# Post-processing flow fields in the finite-difference grid

The visualisation of the flow fields output by Nektar++ looks not smooth if the resolution is not enough.

Figure 1 is an example of the leading-edge vortex generated by a plunging wing at Reynolds number 10,000. The result is from paper: Son, O., Gao, A., Gursul, I., Cantwell, C., Wang, Z., & Sherwin, S. (2022). Leading-edge vortex dynamics on plunging airfoils and wings. *Journal of Fluid Mechanics,* *940*, A28. doi:10.1017/jfm.2022.224. Although there are 40M degrees of freedom for each velocity component, the discontinuities between element boundaries are still very obvious and the vortex looks not smooth.

A feasible solution is interpolating the spectral element field to a finite difference grid and then doing the post-processing using the finite difference method. In figure 2, the spectral element field is first interpolated into 301 x 301 x 601 grid in the domain [-0.5, 2.5] x [-0.5, 1.5] x [0, 5.5]. Then the vorticity and Q are calculated using a second-order central difference scheme.
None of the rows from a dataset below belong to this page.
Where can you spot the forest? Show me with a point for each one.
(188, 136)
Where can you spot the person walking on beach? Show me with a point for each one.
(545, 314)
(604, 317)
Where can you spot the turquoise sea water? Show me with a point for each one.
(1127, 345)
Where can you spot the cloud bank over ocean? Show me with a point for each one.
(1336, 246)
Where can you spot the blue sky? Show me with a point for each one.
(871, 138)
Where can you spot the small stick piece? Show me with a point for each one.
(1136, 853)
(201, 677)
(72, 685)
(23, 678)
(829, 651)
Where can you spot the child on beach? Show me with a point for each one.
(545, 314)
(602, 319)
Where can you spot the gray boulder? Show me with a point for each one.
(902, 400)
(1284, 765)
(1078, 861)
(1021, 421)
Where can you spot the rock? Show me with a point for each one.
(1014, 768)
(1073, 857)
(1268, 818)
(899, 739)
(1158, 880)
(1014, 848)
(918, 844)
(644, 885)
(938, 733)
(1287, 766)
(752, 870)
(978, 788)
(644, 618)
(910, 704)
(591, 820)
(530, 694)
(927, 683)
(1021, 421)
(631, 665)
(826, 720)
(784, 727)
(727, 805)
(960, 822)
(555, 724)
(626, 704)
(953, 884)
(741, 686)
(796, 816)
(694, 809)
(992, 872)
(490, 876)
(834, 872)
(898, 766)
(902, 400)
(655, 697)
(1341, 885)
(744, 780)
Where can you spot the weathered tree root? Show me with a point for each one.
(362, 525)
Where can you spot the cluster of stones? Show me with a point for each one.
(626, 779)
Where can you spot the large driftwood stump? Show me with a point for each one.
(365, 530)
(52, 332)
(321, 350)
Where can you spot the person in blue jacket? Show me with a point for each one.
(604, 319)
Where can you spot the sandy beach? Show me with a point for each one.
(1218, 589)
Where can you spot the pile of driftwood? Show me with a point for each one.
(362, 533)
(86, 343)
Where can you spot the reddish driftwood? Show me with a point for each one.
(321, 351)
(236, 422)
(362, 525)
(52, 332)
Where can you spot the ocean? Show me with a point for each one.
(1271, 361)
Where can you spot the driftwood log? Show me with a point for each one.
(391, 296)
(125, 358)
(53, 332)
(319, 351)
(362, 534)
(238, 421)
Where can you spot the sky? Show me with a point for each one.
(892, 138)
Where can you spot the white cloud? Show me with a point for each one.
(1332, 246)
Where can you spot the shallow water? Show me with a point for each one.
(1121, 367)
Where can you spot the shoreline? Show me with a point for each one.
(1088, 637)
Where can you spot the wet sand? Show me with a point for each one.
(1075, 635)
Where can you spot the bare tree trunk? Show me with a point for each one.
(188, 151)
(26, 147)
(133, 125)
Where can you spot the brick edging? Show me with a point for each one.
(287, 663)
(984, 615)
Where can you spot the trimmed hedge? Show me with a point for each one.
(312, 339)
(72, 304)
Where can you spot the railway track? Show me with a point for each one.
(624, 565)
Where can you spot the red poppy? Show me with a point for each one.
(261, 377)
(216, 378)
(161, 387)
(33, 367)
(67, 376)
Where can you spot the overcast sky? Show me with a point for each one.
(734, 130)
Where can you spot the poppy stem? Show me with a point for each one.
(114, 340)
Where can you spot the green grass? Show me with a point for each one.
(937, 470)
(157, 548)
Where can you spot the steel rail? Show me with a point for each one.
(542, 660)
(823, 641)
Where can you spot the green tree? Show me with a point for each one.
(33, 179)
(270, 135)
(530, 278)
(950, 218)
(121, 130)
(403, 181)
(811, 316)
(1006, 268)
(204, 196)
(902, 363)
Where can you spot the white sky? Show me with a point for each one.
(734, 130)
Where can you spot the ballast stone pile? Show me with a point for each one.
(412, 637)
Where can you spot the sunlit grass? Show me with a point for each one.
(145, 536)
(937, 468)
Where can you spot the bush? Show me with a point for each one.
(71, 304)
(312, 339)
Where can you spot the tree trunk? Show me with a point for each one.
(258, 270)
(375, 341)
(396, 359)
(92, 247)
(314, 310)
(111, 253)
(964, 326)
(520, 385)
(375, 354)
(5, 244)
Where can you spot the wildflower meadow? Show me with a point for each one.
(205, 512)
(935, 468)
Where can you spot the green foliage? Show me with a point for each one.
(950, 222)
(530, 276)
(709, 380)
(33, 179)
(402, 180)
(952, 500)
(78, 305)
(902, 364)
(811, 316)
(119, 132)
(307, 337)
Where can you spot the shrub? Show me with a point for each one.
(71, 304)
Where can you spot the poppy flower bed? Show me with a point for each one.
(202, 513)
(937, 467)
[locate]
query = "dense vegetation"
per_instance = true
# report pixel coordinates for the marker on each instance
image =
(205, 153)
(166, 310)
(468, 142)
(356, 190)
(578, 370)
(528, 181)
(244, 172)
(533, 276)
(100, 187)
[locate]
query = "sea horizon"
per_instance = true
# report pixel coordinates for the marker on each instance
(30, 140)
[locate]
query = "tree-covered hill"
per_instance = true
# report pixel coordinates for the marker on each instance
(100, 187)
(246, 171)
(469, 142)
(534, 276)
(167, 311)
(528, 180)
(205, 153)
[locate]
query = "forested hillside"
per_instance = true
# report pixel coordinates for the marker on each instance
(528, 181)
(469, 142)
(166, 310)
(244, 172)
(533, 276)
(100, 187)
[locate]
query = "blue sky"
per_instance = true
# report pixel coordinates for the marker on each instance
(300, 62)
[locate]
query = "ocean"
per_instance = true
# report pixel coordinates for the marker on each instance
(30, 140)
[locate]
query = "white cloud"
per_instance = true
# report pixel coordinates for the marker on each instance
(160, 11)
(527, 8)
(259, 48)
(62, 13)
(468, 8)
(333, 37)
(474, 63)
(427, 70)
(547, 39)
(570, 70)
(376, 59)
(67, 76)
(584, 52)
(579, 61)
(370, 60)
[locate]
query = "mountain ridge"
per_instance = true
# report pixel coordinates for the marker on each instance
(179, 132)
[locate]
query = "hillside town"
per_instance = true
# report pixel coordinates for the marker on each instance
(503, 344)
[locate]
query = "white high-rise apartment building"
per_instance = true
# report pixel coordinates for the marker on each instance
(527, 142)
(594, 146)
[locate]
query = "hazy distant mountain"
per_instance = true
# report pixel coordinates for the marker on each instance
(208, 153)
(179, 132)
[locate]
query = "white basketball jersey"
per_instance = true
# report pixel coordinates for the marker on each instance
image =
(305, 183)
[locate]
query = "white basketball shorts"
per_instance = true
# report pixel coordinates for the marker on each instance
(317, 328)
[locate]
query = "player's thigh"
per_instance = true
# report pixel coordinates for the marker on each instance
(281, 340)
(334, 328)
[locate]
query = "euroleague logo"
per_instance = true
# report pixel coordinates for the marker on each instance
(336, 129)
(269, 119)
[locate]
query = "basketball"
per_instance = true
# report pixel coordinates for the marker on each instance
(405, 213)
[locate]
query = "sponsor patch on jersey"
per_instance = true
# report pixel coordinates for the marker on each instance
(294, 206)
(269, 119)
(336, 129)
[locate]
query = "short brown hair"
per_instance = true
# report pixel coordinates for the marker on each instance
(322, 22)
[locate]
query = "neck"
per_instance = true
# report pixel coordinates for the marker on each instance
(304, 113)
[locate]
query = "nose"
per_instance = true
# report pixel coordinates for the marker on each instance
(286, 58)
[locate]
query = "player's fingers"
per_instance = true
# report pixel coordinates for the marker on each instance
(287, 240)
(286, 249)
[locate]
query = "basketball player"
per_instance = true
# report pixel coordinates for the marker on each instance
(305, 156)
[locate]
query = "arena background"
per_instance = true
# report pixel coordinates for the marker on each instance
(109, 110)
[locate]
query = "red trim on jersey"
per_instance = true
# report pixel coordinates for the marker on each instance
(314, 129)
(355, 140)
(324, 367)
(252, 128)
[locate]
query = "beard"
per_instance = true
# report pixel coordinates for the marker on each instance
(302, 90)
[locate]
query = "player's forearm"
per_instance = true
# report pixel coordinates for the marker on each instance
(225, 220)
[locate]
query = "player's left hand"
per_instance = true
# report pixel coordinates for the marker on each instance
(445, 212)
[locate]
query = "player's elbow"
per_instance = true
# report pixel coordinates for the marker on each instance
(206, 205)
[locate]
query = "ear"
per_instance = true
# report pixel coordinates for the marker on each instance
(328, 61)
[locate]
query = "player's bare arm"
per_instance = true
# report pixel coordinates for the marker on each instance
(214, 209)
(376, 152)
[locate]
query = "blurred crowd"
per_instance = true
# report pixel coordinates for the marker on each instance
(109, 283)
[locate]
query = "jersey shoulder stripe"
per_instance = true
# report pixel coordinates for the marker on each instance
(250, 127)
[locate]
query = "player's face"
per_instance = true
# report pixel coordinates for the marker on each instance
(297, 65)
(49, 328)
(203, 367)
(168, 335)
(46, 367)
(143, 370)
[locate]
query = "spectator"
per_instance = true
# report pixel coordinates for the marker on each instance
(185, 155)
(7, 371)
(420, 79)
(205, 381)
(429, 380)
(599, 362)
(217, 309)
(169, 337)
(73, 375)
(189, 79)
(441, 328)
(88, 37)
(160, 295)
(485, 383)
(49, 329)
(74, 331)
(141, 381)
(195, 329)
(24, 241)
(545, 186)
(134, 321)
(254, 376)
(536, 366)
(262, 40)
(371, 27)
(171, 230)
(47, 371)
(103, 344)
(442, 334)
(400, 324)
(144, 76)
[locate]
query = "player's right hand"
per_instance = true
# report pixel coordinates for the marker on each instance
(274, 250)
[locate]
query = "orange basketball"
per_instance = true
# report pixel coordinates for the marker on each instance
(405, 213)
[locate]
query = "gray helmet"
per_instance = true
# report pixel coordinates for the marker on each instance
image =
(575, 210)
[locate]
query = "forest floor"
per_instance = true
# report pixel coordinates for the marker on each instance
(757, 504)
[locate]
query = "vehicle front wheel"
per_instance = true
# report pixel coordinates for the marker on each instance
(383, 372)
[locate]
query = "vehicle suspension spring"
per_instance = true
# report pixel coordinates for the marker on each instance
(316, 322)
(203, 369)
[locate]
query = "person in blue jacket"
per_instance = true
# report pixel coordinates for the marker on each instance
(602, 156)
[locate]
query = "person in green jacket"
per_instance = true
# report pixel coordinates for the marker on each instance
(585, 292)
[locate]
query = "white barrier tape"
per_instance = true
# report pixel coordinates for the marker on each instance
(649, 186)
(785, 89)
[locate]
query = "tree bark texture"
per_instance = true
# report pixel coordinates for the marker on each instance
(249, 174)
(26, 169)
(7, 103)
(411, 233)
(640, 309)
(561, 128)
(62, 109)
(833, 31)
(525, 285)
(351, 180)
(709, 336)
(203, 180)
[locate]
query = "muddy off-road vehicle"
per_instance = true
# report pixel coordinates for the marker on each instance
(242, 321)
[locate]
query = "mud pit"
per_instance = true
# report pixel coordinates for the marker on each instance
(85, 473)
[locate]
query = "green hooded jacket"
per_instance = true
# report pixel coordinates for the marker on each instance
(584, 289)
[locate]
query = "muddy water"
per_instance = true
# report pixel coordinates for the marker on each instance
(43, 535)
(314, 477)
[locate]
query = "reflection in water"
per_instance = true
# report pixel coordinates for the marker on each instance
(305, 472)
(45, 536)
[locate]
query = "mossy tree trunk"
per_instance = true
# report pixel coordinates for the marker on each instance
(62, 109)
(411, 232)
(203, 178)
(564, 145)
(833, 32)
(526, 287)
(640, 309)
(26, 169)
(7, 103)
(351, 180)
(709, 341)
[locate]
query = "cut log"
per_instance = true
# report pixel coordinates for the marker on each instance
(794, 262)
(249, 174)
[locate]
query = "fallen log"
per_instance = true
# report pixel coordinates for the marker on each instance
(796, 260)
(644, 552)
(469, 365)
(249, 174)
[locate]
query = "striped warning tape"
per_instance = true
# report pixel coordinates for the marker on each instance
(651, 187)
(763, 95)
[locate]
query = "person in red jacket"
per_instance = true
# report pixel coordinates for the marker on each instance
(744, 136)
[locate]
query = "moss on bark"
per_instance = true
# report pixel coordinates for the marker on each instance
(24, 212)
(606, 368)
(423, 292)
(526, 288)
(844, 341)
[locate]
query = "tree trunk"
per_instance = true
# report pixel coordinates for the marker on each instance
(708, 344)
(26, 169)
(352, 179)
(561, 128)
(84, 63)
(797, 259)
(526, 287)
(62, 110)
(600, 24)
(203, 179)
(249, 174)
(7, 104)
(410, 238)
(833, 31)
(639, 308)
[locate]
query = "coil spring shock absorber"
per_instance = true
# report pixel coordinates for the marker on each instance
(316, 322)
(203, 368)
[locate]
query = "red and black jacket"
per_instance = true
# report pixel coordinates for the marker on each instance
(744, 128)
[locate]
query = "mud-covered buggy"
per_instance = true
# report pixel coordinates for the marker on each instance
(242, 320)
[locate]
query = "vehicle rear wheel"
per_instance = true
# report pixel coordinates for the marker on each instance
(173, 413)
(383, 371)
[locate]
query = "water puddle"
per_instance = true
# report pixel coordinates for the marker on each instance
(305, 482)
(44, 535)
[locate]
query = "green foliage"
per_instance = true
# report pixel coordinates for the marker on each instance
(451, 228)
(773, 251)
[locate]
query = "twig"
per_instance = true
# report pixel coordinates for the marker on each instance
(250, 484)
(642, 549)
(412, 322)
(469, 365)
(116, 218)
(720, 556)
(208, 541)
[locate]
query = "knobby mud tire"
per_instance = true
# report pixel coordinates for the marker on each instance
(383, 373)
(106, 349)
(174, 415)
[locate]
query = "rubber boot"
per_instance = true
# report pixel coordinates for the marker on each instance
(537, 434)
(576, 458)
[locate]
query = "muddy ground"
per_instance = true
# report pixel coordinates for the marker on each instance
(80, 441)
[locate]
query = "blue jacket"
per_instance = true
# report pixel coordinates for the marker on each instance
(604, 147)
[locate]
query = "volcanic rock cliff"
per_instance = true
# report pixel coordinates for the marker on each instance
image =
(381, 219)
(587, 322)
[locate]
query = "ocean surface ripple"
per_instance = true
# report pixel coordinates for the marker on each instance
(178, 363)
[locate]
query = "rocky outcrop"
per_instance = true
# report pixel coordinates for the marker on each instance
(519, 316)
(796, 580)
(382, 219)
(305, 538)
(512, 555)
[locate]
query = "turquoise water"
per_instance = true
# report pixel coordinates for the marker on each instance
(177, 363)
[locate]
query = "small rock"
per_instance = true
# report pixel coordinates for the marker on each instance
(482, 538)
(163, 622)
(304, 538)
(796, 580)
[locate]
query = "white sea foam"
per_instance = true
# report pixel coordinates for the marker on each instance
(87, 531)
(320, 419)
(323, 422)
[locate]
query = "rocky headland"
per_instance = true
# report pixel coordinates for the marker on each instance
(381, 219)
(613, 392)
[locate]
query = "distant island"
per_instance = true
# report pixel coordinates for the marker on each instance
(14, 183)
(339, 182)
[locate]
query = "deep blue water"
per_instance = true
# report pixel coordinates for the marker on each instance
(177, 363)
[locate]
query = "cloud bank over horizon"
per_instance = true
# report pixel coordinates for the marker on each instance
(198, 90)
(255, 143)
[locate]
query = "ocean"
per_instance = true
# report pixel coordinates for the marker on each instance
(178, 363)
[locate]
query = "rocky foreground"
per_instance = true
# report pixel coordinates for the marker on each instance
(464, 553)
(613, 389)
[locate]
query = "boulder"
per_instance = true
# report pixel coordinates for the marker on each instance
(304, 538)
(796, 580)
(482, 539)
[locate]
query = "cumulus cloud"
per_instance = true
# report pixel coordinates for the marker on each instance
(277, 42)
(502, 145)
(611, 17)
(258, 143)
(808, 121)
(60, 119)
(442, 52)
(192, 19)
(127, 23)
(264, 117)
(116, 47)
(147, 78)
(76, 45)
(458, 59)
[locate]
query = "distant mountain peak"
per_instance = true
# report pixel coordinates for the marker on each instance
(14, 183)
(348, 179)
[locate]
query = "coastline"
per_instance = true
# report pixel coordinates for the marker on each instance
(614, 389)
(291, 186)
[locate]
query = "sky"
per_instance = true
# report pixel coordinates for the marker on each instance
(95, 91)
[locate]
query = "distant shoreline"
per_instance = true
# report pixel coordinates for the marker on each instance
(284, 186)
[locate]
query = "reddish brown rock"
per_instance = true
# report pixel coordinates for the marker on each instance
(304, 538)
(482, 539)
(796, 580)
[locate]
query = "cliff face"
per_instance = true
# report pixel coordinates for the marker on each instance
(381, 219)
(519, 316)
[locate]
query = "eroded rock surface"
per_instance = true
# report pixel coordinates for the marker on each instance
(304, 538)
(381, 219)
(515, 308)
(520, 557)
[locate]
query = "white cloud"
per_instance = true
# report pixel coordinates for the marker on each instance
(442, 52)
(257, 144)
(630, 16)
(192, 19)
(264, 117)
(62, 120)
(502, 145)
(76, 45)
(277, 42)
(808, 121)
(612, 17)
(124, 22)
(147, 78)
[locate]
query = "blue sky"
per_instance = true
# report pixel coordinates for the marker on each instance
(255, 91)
The Q iso-surface looks much smoother.

The bash script to do the interpolation is

`for((n=64; n<=64; n+=1))`

do

mpirun -np 12 $NEKBIN/FieldConvert -f -e -v -m \

`interppoints:fromxml=wing.xml:fromfld=wing_${n}.chk:box=301,301,601,-0.5,2.5,-0.5,1.5,0,5.5 \`

`interp${n}.plt`

done

In the finite-difference grid, a Gaussian filter can be easily applied by convolution operation to remove small scale vortices. Figure 3 shows that with decreasing filter size, there are more and more small scale vortices in the Q iso-surface.